Brian Selznick's New Novel Will Leave You Wonderstruck
Author-illustrator Brian Selznick has fascinated kids and adults alike with his groundbreaking book, The Invention of Hugo Cabret.
Rather than simply illustrating this lengthy historical novel, the tale of a young orphan boy and a mysterious toy-maker in early 20th-century Paris, Selznick actually told portions of the story entirely through pictures.
The originality of the book was recognized with a 2008 Caldecott medal, and this November, it will be released as a film called Hugo, directed by Martin Scorsese.

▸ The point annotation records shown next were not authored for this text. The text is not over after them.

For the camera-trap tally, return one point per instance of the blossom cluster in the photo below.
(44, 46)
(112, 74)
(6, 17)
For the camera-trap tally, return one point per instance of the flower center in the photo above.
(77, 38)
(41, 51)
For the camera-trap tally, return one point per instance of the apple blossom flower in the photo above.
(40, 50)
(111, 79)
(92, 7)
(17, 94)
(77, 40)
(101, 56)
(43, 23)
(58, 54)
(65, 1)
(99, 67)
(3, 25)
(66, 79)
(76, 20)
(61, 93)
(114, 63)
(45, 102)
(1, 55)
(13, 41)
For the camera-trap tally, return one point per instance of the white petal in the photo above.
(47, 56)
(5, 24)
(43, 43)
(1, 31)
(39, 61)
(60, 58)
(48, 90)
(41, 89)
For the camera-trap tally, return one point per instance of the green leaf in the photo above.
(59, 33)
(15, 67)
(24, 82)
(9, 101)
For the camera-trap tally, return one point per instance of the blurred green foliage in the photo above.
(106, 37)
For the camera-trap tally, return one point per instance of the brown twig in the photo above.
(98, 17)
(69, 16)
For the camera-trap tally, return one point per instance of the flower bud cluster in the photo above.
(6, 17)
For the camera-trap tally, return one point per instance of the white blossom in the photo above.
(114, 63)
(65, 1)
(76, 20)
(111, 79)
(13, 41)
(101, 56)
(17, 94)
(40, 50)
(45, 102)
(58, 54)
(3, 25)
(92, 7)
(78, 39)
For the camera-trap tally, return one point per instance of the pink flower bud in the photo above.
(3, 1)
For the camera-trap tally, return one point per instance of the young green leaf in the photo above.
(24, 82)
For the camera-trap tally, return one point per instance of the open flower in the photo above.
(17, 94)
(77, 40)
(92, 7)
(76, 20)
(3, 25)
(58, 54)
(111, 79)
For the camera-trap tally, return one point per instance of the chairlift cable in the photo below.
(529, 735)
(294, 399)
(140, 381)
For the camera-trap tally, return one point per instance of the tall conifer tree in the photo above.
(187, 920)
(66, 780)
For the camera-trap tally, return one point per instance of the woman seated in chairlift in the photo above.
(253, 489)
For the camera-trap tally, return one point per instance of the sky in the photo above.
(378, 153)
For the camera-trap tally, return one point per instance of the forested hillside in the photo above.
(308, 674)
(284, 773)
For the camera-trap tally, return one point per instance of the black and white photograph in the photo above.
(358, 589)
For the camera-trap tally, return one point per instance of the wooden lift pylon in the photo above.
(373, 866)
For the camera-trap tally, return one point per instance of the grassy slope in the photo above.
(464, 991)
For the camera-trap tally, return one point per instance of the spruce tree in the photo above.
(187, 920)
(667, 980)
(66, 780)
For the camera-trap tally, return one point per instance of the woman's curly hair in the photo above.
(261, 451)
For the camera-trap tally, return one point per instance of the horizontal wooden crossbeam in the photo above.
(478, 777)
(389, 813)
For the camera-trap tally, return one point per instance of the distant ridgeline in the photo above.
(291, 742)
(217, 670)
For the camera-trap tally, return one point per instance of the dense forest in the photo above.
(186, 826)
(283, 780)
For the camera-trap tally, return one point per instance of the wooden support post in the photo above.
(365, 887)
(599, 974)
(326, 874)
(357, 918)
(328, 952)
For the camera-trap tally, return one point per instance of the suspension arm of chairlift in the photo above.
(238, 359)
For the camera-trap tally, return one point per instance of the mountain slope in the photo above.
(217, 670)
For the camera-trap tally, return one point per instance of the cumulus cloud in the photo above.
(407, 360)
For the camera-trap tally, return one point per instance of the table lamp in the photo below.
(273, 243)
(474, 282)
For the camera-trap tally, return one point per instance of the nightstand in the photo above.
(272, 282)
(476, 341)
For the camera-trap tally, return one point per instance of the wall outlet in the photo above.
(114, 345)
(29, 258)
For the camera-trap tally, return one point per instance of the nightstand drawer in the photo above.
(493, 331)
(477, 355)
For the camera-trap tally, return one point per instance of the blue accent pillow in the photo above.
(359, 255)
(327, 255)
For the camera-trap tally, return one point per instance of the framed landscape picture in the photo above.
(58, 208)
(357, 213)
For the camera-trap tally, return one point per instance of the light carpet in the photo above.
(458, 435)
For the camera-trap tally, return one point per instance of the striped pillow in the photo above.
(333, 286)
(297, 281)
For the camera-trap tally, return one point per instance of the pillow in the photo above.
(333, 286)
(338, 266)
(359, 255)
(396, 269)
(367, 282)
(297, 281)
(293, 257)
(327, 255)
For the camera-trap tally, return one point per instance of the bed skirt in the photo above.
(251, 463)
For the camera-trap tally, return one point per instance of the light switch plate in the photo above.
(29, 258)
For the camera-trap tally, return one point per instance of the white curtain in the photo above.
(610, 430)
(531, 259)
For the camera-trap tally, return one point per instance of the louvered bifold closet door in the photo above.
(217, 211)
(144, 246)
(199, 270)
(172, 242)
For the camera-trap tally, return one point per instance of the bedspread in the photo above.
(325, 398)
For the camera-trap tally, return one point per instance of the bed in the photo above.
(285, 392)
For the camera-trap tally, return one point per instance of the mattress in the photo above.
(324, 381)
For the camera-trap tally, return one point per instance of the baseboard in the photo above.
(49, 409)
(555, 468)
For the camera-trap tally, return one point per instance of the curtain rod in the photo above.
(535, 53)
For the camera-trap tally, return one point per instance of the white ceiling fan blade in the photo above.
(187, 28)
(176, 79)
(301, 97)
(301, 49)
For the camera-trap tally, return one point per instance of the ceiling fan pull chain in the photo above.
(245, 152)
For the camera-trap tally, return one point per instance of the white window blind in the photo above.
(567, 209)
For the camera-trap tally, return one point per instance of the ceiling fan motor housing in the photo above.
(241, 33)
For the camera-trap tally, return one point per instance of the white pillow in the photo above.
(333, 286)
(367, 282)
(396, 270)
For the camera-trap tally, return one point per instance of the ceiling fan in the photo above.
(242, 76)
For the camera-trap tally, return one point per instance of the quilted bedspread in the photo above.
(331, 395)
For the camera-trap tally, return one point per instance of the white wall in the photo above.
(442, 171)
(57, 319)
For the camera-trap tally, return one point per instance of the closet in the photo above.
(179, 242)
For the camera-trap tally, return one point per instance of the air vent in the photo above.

Now, Selznick is back, with an even more creative new book called Wonderstruck. This novel contains two parallel stories--one told entirely in words, one told entirely through pictures.
Ben, who lives in a small town in Minnesota, has just lost his mother and is living with his resentful aunt and uncle. Just as he learns a clue to his absent father's identity, he is struck deaf. Rose lives in a mysterious old house in Hoboken, New Jersey, just across the river from New York City.
Ben's story takes place in 1977, while Rose's story is set 50 years earlier in 1927. However, their stories begin to converge when both characters run away and their journeys take them to the Museum of Natural History in New York City.
How are Ben and Rose truly connected? There are clues hidden in both words and pictures, and readers of all ages will delight in discovering them.